Personalized Recommendations with Transformers
A Fundamental Exploration of Transformers in Personalized Movie Recommendations
Content
In recommendation systems, generating personalized recommendations has always been a fascinating challenge. Utilizing transformers to tackle this challenge opens up new possibilities for enhancing personalized recommendation systems. In this blog post, we will take the core principles of the transformer and apply them to generate personalized recommendations using user ids and movie sequences from the MovieLens dataset. From initial data preprocessing to model training and generating recommendations, each step will be implemented one by one to demonstrate how this architecture can adapt to recommendation systems.
1. Data Preprocessing
In this section, we’ll start by importing libraries and loading the MovieLens dataset. We will then construct vocabularies for movie ids and user ids, and create sequences of user interactions. These steps lay the groundwork for our recommendation model, converting the data into a format that our model can utilize effectively.
1.1 Libraries
At first, we will begin with importing the required libraries.

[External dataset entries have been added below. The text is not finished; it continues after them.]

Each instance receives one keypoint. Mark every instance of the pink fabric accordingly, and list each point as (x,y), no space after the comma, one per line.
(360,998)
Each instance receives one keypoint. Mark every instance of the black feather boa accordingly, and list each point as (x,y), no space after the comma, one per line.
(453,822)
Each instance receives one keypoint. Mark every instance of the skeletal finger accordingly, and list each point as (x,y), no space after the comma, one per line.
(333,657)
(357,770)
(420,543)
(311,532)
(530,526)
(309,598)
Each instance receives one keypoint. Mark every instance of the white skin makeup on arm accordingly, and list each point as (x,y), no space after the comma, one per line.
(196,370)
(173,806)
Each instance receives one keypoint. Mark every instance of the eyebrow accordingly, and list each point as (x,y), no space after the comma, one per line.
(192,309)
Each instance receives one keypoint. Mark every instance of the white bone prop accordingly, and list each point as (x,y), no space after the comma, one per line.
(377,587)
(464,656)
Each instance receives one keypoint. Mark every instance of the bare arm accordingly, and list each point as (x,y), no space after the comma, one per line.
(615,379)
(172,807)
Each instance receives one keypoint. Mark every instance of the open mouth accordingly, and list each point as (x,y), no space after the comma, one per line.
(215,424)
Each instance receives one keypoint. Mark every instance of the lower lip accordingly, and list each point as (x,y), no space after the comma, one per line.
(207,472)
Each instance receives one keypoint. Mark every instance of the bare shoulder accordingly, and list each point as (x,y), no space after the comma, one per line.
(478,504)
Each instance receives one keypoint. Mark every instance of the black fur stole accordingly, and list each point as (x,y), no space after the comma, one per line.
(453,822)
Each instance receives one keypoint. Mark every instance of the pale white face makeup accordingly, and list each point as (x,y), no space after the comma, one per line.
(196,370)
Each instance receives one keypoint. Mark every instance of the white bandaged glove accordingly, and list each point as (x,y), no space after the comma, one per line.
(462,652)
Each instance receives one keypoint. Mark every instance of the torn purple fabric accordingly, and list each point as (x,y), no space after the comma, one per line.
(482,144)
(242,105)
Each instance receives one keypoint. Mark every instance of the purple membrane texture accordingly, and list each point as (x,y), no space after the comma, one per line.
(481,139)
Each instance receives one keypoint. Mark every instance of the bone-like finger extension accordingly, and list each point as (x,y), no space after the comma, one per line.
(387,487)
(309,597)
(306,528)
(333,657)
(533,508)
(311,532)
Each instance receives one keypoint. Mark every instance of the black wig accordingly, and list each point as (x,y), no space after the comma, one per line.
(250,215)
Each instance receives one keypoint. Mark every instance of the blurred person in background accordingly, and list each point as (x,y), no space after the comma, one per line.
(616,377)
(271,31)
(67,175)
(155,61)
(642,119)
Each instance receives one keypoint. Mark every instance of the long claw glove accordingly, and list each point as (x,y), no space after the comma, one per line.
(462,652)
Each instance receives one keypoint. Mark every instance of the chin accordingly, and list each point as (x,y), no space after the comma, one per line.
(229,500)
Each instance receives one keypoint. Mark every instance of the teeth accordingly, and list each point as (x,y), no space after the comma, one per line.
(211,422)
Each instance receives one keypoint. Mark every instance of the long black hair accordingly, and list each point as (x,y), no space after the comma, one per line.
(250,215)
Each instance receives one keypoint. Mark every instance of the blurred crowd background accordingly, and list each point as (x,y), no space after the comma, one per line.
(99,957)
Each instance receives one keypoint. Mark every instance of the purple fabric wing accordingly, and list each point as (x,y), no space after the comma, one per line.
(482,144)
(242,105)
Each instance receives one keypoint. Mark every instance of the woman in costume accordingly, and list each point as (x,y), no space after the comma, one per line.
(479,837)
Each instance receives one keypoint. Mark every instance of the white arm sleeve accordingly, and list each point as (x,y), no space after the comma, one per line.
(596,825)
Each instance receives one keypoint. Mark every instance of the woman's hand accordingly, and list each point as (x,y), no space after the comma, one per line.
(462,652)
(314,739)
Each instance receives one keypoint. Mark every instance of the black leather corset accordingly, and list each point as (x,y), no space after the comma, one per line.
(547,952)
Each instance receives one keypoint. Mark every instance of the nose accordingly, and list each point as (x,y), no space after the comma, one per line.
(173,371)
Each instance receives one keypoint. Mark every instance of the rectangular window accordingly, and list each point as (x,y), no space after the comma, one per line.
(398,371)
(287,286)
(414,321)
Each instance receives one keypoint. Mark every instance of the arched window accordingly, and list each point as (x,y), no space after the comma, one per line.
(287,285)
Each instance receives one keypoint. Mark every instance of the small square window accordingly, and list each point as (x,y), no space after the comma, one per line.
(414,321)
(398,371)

These libraries are essential for loading our dataset, generating vocabularies and constructing the Transformer-based model.
import time
import math
import os
from tempfile import TemporaryDirectory
from typing import Tuple
import torch
from torch import nn, Tensor
from torch.nn import TransformerEncoder, TransformerEncoderLayer
from torch.utils.data import dataset
from torchtext.vocab import vocab
from torch.utils.data import DataLoader, Dataset
from torch.nn.utils.rnn import pad_sequence
from collections import Counter
from zipfile import ZipFile
from urllib.request import urlretrieve
import pandas as pd
import numpy as np
1.2 Loading Dataset
Now we will download our dataset to generate our sequences and vocabularies. Then user_id and movie_id values are processed to fix their data types.
# Downloading dataset
urlretrieve("http://files.grouplens.org/datasets/movielens/ml-1m.zip", "movielens.zip")
ZipFile("movielens.zip", "r").extractall()
# Loading dataset
users = pd.read_csv(
"ml-1m/users.dat",
sep="::",
names=["user_id", "sex", "age_group", "occupation", "zip_code"],
)
ratings = pd.read_csv(
"ml-1m/ratings.dat",
sep="::",
names=["user_id", "movie_id", "rating", "unix_timestamp"],
)
movies = pd.read_csv(
"ml-1m/movies.dat", sep="::", names=["movie_id", "title", "genres"], encoding='latin-1'
)
# Preventing ids to be written as integer or float data type
users["user_id"] = users["user_id"].apply(lambda x: f"user_{x}")
movies["movie_id"] = movies["movie_id"].apply(lambda x: f"movie_{x}")
ratings["movie_id"] = ratings["movie_id"].apply(lambda x: f"movie_{x}")
ratings["user_id"] = ratings["user_id"].apply(lambda x: f"user_{x}")
1.3 Creating Vocabulary
Now that we have our data ready, it’s time to prepare our vocabularies for user ids and movie ids. This step will convert the unique ids into numerical indices that our model can use. The following code snippet accomplishes this task.
# Genarting a list of unique movie ids
movie_ids = movies.movie_id.unique()
# Counter is used to feed movies to movive_vocab
movie_counter = Counter(movie_ids)
# Genarting vocabulary
movie_vocab = vocab(movie_counter, specials=['<unk>'])
# For indexing input ids
movie_vocab_stoi = movie_vocab.get_stoi()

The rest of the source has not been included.